Impressive wage growth and Brexit optimism sent the pound to a fresh six month high versus the euro on Tuesday. The pound euro exchange rate reached €1.1552, a level last reached back in April, before easing back towards the close. The pound has started Wednesday 0.2% higher versus the euro.
|What do these figures mean?
|When measuring the value of a pair of currencies, one set equals 1 unit and the other shows the current equivalent. As the market moves, the amount will vary from minute to minute.h If the euro amount increases in this pairing, it’s positive for the pound. Or, if you were looking at it the other way around:1 EUR = 0.87271 GBP In this example, €1 is equivalent to approximately £0.87. This measures the euro’s worth versus the British pound. If the sterling number gets larger, it’s good news for the euro.
The pound had a strong start to trading in the previous session as UK wag data gave investors reason to cheer. The data showed that average weekly wages increased by 3.2% in the three months to September. This was ahead of the 3.1% that analysts had forecast and was also the fastest pace of growth since the financial crisis a decade ago. The data supports suggestions by the Bank of England that the UK jobs markets has no slack. Additionally, the data supports the central bank’s view that an interest rate rise could be needed in the case of an orderly Brexit. The pound pushed higher.
|Why do raised interest rates boost a currency’s value?
|Interest rates are key to understanding exchange rate movements. Those who have large sums of money to invest want the highest return on their investments. Higher interest rate environments tend to offer higher yields. So, if the interest rate or at least the interest rate expectation of a country is relatively higher compared to another, then it attracts more foreign capital investment. Large corporations and investors need local currency to invest. More local currency used then boosts the demand of that currency, pushing the value higher.
Brexit optimism has been the principal driving force of the pound for many months and Tuesday was no different. News that the terms of the Brexit deal had been agreed sent the pound soaring to its peak. However, pound traders are fully aware that UK Prime Minister must now convince her cabinet to back the Brexit plan that she has negotiated. She has called a crunch cabinet meeting for later today. She must then convince Parliament. The size of the task ahead of Theresa May is enormous. Both cabinet members and MP’s have been vocal in their doubts over the Brexit plan.
Whilst Brexit will steal the limelight, investors could glace quickly at UK inflation data. Analysts predict UK inflation will increase to 2.5% from 2.4%. A strong reading could lift the pound.

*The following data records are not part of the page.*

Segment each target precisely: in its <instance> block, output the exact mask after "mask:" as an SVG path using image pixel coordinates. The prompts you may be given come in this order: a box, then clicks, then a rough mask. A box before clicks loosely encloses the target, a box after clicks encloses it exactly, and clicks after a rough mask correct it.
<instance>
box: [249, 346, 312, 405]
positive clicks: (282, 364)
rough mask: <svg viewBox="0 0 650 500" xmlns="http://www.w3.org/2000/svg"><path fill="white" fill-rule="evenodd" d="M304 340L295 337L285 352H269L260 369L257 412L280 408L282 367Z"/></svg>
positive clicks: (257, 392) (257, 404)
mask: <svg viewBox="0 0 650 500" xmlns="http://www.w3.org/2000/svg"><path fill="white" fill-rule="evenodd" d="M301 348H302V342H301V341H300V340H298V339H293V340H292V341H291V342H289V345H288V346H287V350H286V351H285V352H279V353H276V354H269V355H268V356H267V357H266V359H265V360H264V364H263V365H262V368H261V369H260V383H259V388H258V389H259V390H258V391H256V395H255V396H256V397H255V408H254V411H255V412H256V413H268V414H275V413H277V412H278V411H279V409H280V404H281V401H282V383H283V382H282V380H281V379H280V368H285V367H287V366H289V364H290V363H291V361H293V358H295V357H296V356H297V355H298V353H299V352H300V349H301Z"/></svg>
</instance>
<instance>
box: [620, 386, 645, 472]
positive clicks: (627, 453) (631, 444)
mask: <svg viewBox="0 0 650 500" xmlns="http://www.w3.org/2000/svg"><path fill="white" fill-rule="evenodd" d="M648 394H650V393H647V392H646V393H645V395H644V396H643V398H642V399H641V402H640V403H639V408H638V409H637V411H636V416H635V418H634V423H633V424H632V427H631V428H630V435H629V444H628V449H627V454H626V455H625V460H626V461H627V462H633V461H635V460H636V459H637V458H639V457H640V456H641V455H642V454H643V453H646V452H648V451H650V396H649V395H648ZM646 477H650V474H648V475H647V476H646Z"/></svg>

The euro was broadly in favour in the previous session, albeit less so than the pound. German inflation data inline with analysts’ expectations at 2.5%, helped keep the euro buoyant. ZEW economic data was more of a mixed bag. Whilst sentiment in Germany had unexpectedly improved. Economic sentiment in the eurozone as a whole had declined.
Today, German and Eurozone GDP data will attract investor attention. Analysts predict that eurozone GDP will remain constant at 1.7%. However, analysts are expecting German GDP to tumble to 1.3%-year on year in the third quarter. This would represent a huge decline from 2% previously. Should this prove to be the case the euro could weaken.
|Why does poor economic data drag on a country’s currency?
|Slowing economic indicators point to a slowing economy. Weak economies have weaker currencies because institutions look to reduce investments in countries where growth prospects are low and then transfer money to countries with higher growth prospects. These institutions sell out of their investment and the local currency, thus increasing supply of the currency and pushing down the money’s worth. So, when a country or region has poor economic news, the value of the currency tends to fall.